Les prix convergent, quelle que soit la conformation

Le rapprochement des prix, toutes conformations confondues, fait que la finition des animaux est moins rentable que par le passé. « En moyenne annuelle, le prix de la vache U a progressé moins vite que la vache R, qui a également moins progressé que celui des vaches O et P », résume Caroline Monniot. En effet, la cotation des vaches conformées U a progressé de 16 % en 2022 par rapport au prix de 2021, contre 40 % pour les vaches conformées O, et 46 % pour les vaches P. Le même phénomène est observé sur les cotations des jeunes bovins, avec une progression du cours de 26 % pour les JB conformés U, contre 37 % pour les JB conformés O, réduisant ainsi l'écart de prix entre les deux catégories. « Cela s'explique par le fait que le marché est en situation de pénurie, ce qui tire tous les prix à la hausse, mais également par la croissance de la demande en haché ». 

Si les prix n'incitent pas à la finition des carcasse, Eva Grohens, économiste à l'Institut de l'élevage, craint même qu'ils n'alimentent la décapitalisation : « les cours élevés peuvent même être un moteur de décapitalisation. Avec une faible visibilité à moyen terme et des prix attractifs, certains peuvent être tentés de vendre, d'où la nécessité de donner de la visibilité aux éleveurs ».

La balance commerciale se détériore

Avec une hausse des importations de l'ordre de 24 % par rapport à 2021 (sur les dix premiers mois de l'année), la balance commerciale française en viande bovine se détériore.
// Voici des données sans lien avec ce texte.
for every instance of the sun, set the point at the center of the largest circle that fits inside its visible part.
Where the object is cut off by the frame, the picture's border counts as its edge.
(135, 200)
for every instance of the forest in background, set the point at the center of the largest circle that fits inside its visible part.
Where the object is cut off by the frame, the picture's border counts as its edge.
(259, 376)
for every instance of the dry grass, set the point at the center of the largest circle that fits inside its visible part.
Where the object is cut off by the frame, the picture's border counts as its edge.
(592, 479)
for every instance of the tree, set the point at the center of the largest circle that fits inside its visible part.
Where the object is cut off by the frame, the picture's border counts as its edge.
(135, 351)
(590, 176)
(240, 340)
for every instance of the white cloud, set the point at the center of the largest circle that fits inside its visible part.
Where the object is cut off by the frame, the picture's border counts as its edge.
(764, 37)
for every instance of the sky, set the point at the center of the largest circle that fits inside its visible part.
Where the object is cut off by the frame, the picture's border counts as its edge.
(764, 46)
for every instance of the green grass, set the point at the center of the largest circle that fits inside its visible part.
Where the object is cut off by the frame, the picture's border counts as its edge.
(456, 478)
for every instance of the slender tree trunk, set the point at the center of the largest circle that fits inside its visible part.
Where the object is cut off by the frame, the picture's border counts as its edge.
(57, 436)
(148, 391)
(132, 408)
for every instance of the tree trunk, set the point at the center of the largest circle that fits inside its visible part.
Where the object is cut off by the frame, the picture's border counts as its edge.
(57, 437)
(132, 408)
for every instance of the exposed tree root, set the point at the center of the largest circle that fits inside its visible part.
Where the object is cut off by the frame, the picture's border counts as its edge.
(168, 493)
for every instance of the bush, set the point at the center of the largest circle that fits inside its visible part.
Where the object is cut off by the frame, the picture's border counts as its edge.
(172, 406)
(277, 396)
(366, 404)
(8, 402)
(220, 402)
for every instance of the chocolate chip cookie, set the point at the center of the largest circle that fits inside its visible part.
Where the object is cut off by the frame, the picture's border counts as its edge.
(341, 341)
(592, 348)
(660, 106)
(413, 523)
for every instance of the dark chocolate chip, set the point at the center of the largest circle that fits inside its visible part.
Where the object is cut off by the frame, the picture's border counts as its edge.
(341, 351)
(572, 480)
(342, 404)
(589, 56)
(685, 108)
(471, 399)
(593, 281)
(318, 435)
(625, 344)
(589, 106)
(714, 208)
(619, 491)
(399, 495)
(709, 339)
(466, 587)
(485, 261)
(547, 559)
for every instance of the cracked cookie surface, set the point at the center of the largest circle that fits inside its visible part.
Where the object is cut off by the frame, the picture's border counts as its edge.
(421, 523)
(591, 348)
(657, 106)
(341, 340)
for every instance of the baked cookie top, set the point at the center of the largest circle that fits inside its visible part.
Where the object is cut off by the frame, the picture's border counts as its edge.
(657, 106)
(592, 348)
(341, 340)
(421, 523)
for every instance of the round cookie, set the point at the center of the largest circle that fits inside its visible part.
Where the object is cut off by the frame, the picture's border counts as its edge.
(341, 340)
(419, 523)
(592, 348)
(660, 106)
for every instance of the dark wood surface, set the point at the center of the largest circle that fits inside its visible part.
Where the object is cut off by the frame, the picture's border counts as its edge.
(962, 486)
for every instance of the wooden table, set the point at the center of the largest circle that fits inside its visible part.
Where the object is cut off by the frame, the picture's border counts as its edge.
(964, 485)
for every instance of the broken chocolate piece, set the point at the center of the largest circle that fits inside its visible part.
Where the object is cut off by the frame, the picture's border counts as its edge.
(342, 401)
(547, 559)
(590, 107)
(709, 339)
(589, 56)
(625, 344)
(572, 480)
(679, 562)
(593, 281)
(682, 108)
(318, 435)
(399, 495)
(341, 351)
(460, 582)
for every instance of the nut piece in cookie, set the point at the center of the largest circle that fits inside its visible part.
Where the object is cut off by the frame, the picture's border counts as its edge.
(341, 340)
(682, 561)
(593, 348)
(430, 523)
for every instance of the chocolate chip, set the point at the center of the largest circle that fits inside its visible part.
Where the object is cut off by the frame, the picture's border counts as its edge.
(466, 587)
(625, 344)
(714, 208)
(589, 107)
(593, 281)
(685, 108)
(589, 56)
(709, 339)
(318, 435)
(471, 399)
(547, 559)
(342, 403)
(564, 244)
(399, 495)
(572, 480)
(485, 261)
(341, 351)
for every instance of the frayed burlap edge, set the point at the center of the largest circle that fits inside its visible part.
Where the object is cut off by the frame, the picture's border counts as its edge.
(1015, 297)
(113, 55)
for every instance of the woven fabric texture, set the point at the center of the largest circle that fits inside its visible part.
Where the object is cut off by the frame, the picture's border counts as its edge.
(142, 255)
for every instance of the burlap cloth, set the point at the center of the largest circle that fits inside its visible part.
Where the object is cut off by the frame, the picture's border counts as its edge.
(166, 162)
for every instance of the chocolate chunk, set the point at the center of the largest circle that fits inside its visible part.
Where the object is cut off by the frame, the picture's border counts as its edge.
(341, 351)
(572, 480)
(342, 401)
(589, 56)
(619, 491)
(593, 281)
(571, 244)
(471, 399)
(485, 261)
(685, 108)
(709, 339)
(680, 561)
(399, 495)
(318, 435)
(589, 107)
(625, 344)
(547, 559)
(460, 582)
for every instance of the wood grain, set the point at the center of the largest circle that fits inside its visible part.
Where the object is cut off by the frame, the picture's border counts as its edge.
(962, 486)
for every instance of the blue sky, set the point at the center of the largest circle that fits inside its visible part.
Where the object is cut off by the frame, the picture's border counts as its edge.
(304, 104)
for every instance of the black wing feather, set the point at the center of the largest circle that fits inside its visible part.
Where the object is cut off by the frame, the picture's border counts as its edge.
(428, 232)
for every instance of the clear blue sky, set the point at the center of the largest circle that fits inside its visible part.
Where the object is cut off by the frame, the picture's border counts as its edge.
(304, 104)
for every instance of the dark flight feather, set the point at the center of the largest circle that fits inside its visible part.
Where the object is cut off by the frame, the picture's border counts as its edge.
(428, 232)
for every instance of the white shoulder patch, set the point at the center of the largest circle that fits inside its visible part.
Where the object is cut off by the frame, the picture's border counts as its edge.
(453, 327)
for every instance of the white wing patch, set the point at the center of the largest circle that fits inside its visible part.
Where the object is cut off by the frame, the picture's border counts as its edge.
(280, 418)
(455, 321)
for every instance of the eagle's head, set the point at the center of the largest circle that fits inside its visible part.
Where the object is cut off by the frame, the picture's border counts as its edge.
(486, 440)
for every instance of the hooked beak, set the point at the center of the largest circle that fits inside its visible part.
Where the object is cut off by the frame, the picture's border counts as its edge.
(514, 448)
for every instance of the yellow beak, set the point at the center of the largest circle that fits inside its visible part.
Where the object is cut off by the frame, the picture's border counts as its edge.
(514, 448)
Cette hausse est cependant multifactorielle. Elle résulte à la fois de la baisse des abattages dans l'Hexagone, mais est également une conséquence du Brexit : « des opérateurs néerlandais achètent de la viande britannique, et font dédouaner cette dernière en France avant de la travailler aux Pays-Bas », précise l'économiste de l'Institut de l'élevage. Les importations en provenance du Royaume-Uni ont ainsi progressé de plus de 20 000 téc, soit un volume équivalent à la hausse de nos exportations vers les Pays-Bas.

La Hollande semble toutefois représenter un nouveau marché pour la France. « L'entreprise Moy Park a notamment décroché un "contrat MacDo" pour les fast-food néerlandais, pour un équivalent de 12 000 téc », ajoute Caroline Monniot en soulignant le recul des exportations chez nos partenaires traditionnels.